La minaccia aleggiante è infatti un ritorno, solenne e definitivo più che ciclico, della storia, come se nel paesaggio fossero rimaste impresse le immagini di guerrieri pronti a rivitalizzarsi, a riprendere forma e movimento, armi e crudeltà, allo scopo di tracciare ancora le linee universali dei destini, tra silenzi e frastuono, tra rumor di spade quanto di cingoli d’acciaio.
E così una lunga serie di “ultime” apparizioni, materializzazioni del sogno in agguato, paventano comparse di ultimi guerrieri, ultimi armigeri, ultimi cavalieri, con contorno di falò e di tamburi, di colonne e ruderi, sotto l’incombere di una sorta di cadenzato segnale costituito dal tuono che, quasi ad intervalli regolari, giunge a scandire i passaggi, le aperture e le chiuse di alcune liriche, certe fasi di transito da una veduta ad un’epifania.
Il tessuto immaginifico del paesaggio è punteggiato da riferimenti precisi incastonati con sorprendente attenzione alle simmetrie; per un certo numero di segmenti del canzoniere, ciascuna lirica possiede un’anima che si chiama Pollino, Aspromonte, Sila, Salento, Murge, Gargano, o ancora Siracusa, Taranto, Ostuni, Sibari e poi gli squarci su Adriatico, Jonio ed Egeo ma anche Mesopotamia, Libia e Libano per chiudersi idealmente su Dalmazia e Montenegro.
È la poesia a cogliere gli aspetti più profondi e misteriosi che nessuna guida, o nessuna indicazione di depliant, potrà mai fornire al “turista”: la restituzione di immagini e suoni profondi del passato, non per far rivivere ma per lasciar “vivere” ciò che è e sarà sempre, anche a prescindere dallo stato di vestigia in cui appare. Gli accenni al turista, alle macchine, all’acciaio, al presente, costituiscono un lampeggiante riferimento stilizzato alla vergogna prosaica e volgare che stride nel testo di alcune liriche e stabilisce un confine forte di dimensione esistenziale; si pensi al confronto tra la solennità delle atmosfere eroiche emergenti dal passato e l’onta dell’”ultimo sequestrato in una buca”, sulle montagne di Calabria. Oppure, in Gemono, dove sembra circostanziarsi un presente lontano e vicino insieme, comunque “mediterraneo”, comunque universalmente storico, comunque terribile e guerresco, ferino e immenso.

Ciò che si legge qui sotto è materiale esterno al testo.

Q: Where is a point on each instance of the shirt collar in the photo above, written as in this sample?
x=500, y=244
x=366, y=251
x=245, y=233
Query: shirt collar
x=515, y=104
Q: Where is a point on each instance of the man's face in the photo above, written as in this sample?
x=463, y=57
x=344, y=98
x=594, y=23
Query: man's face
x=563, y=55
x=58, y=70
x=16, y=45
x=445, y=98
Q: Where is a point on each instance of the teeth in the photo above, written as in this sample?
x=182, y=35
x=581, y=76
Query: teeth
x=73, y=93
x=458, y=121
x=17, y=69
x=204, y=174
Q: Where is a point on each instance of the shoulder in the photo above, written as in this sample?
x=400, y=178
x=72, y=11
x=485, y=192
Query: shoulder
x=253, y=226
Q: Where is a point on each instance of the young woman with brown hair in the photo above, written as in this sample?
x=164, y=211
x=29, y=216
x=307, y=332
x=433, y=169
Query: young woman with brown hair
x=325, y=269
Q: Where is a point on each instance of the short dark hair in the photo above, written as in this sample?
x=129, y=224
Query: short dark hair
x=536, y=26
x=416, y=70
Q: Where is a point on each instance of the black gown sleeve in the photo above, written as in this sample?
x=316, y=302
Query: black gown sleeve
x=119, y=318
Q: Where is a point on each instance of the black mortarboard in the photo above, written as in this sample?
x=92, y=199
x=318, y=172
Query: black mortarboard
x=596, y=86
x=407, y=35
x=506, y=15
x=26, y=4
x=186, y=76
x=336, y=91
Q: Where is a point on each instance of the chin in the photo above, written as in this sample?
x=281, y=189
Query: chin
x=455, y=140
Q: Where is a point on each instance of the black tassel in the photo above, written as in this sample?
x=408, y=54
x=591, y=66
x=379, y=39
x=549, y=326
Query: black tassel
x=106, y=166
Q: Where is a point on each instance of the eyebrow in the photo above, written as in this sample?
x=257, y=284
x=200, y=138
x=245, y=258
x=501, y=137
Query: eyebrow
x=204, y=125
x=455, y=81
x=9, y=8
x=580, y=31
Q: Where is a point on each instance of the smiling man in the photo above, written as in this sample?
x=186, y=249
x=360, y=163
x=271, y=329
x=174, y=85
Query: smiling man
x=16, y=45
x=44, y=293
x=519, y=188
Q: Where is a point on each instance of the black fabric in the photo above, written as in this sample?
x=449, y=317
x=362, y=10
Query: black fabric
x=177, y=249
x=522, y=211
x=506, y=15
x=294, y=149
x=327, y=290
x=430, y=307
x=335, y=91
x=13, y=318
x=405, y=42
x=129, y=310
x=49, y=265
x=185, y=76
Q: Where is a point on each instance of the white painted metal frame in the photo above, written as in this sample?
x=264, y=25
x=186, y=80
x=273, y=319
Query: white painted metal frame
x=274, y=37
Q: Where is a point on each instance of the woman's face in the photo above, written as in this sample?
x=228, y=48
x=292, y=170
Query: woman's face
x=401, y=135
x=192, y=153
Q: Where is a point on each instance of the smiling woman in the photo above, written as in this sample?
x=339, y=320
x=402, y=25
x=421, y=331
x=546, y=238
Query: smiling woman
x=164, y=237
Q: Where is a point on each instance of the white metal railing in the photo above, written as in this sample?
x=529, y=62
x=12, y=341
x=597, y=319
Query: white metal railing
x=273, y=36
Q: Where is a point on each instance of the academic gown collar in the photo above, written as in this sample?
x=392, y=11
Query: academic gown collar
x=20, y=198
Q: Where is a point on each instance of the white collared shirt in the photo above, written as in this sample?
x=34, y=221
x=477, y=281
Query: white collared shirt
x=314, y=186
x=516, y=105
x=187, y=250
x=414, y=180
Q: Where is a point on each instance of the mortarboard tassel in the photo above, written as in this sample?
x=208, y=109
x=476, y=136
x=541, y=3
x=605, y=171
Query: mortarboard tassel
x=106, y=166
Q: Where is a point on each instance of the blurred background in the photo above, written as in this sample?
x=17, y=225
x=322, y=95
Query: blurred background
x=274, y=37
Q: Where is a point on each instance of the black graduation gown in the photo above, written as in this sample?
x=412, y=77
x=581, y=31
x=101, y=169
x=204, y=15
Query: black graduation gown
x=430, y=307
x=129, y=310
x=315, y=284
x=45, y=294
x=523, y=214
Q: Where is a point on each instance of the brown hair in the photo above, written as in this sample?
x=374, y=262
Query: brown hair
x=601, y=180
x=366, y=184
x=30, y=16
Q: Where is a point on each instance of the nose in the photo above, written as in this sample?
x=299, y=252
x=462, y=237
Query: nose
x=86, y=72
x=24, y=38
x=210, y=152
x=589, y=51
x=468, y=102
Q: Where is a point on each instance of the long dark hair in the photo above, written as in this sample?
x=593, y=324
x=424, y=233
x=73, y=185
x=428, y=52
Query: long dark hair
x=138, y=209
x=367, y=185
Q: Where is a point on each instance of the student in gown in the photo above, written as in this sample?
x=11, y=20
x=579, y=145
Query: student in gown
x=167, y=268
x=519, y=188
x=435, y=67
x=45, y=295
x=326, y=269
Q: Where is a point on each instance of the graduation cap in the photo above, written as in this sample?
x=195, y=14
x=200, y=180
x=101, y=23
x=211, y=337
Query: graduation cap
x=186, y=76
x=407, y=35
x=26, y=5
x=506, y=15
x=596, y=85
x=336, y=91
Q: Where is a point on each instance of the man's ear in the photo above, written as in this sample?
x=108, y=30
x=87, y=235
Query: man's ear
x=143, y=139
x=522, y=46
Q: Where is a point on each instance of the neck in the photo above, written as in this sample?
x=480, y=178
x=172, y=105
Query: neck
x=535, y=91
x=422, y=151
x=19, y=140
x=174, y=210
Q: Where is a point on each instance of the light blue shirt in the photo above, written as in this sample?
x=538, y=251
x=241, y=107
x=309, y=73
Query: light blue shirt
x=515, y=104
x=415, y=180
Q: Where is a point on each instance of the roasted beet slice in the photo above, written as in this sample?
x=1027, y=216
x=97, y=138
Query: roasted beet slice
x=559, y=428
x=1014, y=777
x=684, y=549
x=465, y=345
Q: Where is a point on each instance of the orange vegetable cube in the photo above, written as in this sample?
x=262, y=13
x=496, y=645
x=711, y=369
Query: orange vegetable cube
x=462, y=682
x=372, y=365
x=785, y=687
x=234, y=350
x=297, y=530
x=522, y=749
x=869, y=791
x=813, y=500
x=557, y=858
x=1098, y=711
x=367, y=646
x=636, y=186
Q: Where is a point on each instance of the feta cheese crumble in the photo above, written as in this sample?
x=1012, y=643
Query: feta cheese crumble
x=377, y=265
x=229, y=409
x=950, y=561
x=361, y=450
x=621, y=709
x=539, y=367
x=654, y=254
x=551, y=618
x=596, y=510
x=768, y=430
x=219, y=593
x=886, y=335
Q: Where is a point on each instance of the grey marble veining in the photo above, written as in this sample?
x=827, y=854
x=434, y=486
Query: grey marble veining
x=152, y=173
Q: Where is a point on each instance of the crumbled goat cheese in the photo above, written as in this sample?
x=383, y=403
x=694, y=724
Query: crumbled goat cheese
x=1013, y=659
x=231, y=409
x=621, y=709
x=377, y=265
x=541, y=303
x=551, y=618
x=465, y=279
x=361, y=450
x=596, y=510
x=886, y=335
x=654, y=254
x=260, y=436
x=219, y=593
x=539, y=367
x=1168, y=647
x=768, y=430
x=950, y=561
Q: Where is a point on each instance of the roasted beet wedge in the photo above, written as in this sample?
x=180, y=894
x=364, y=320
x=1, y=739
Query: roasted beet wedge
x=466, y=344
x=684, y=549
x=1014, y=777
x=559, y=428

L’attenzione metrico-ritmica di Ferrante è perfettamente accordata all’aulicità dei temi trattati e delle attentissime, quasi maniacali, scelte lessicali di cui il poeta veste con sapienza l’andamento monotonico e di squisita musicalità interiore del suo verseggiare; le parole si rincorrono, si attraggono, vibrano per simpatia (“sorgono”/ “gorgo”), e di esse colpisce efficacemente soprattutto la misura estrema delle scelte riferite ai pesi: mai sovrabbondanti, mai di semplice appoggio o di transito. Sono tutte parole titolari, valide in sé, e sfilano agili e corpose nello sviluppo verticale dei versicoli, come anelli di una collana, diseguali e apparentate, allitteranti (“il tempio greco scardinato dal tempo”) e sinestetiche (“Oggi ribolle nel bacile d’Oriente l’oro antico”). La giostra dei rimandi fonici accresce ovunque la tensione espressiva e colora i contenuti di un’espressività capace di rinnovarsi nell’uniformità cadenzata dei senari e dei settenari che, di strofetta in strofetta, ed anche nei prevalenti distici conclusivi di ciascun segmento lirico, affiorano ora gradevoli ed ora potentemente stridenti dai brevi versi tagliati, a vantaggio di un andamento che risulta solo graficamente sottile, quando al contrario propone un respiro ampio e avvolgente alla lettura.